Diane Marshall, 27, lives with her brother Kevin Zirulo. "We've got all kinds of [discarded furniture they have scavanged] on Craigslist we're trying to sell," she said. But she said that it fluctuates, "One day you have a bunch of sales and you get by, and the next it's you're calling mom and saying, 'hey, I need toilet paper.'" Mr. Zirulo added that Marshall just posted on Craigslist that she has a female Chihauhua that she wants to get pregnant. "I don't know if this little dog is able to pop out that many puppies, but if we had an extra puppy or two we'd be happy to sell them."
[Isabel] Bermudez worries about crime now that she lives in a rental apartment. She keeps dogs for protection.
On the one hand, I have some opinions about these photos; on the other hand, I've never been broke, jobless and hungry.
[For one thing, I'd be inclined to offer to pay for the Chihuahua to be spayed.
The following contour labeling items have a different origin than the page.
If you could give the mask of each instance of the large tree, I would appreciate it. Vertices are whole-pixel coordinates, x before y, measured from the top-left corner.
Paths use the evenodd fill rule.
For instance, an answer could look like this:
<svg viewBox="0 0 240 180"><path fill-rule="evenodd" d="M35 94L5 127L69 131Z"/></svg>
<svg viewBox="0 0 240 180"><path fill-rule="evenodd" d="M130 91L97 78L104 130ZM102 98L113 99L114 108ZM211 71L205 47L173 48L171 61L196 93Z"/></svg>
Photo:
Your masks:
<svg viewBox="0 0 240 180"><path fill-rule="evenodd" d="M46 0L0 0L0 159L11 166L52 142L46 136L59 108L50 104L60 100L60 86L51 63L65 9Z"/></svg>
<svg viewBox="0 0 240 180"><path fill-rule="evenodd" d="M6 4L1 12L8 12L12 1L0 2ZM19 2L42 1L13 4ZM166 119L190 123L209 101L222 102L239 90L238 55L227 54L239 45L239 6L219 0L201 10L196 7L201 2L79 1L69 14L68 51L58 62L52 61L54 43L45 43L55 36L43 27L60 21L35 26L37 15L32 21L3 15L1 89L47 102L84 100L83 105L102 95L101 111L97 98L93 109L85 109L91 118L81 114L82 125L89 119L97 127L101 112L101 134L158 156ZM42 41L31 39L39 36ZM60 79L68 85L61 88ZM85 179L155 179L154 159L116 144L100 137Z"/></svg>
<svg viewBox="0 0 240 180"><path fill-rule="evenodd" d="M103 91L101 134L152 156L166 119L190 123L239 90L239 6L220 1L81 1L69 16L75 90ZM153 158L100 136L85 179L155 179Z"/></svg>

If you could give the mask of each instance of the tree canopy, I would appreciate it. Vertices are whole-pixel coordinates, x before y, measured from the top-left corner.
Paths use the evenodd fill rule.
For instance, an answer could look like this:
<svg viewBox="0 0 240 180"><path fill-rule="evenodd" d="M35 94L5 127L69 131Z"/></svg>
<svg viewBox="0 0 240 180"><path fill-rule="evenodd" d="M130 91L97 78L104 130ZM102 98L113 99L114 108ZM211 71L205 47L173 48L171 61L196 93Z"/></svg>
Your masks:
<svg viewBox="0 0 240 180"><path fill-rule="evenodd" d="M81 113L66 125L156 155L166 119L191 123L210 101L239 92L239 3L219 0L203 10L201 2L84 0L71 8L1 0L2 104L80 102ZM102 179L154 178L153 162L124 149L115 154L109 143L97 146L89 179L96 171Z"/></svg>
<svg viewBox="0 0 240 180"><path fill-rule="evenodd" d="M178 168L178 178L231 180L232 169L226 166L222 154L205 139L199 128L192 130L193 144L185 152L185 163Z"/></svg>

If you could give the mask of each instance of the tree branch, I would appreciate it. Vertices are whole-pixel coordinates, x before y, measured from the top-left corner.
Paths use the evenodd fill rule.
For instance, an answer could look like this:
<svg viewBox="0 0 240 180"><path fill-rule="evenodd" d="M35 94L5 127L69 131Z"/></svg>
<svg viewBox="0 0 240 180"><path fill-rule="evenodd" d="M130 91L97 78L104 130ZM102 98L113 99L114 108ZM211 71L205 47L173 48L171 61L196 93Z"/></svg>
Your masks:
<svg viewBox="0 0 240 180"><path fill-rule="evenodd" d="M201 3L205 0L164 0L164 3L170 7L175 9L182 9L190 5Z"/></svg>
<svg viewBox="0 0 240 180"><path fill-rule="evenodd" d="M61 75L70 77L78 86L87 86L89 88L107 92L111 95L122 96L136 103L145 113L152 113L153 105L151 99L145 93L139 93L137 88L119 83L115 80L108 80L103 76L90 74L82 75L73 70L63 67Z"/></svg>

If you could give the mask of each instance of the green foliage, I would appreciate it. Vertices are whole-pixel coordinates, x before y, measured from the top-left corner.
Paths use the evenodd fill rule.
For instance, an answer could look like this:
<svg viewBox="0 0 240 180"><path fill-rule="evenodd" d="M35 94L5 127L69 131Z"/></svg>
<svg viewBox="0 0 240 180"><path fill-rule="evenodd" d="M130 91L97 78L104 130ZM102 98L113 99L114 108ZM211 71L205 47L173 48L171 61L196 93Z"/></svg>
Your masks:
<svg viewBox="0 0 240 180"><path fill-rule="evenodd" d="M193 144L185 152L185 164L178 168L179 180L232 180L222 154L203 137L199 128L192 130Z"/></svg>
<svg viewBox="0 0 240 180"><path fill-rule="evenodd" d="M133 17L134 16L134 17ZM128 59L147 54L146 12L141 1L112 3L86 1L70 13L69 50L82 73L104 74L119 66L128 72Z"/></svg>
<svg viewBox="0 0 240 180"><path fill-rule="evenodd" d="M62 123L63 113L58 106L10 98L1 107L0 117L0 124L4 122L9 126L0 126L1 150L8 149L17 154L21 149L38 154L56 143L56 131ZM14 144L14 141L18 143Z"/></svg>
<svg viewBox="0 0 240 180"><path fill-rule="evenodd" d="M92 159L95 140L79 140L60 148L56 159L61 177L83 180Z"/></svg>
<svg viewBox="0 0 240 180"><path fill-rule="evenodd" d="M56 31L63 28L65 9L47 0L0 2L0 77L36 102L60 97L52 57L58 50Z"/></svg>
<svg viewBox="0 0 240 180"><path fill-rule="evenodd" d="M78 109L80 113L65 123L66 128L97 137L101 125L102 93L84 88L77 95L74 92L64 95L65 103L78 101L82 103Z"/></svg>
Risk of complications if the dog gets pregnant; small pups are a dime a dozen — you'll wind up giving them away in front of WalMart, etc. Let me pay for the spay.]
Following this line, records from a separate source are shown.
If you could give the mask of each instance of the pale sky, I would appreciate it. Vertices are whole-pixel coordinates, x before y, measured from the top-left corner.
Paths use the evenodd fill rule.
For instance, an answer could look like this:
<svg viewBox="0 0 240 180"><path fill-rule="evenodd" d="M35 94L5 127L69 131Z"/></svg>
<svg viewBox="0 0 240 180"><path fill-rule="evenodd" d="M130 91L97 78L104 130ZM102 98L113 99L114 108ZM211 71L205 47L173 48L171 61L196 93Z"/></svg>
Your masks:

I saw the NY Times photos after reading this passage by author Mary Elizabeth Thurston on the Bad Rap blog:
"Pet keeping is now one of the Western values being exported to cultures where animals have traditionally been viewed as consumable resources. With only the affluent in these countries able to afford keeping dogs for pleasure, pets again are becoming emblems of prestige, just as they were in nineteenth-century Europe. So we might ask, as the far reaches of the globe are transformed by a second wave of industrialization, whether the human-dog relationship in these developing nations will follow the same evolutionary pattern. Will the camera again document a canine pilgrimage from slave to soulmate as these societies grapple with concepts of self-determination and a compassionate ethic that embraces us all?"What would the rest of humanity do without our Western values, I wonder. Here in the developed world our dogs are soulmates, not slaves. So I turn from news about guard dogs and puppy mills and the latest U.S. dogfight busts and 100 Huskies in Quebec rescued from neglect to a guest post from Catherine in Bangladesh, posted on the terrific blog One Bark at a Time. Excerpt:
The Bangladeshis are starvation poor, but many share what little they have with the dogs and cats on the street. It might take six bearers, sharing lunches, digging in garbage, and pooling their tea money, to feed one crippled old dog, but the miracle is that those six do share.Read the whole post here, and Part 2 here. Catherine again:
There are no animal welfare groups here dealing with dogs and cats: the few concerned people are fighting the illegal poaching of endangered species, and the traffic in exotic pets. They are not doing well, because although there are laws against these things, no one can enforce them. If folk ask about helping, they should give their donations to proven development groups who are working to improve things for the people here. The people will share: it's what they do.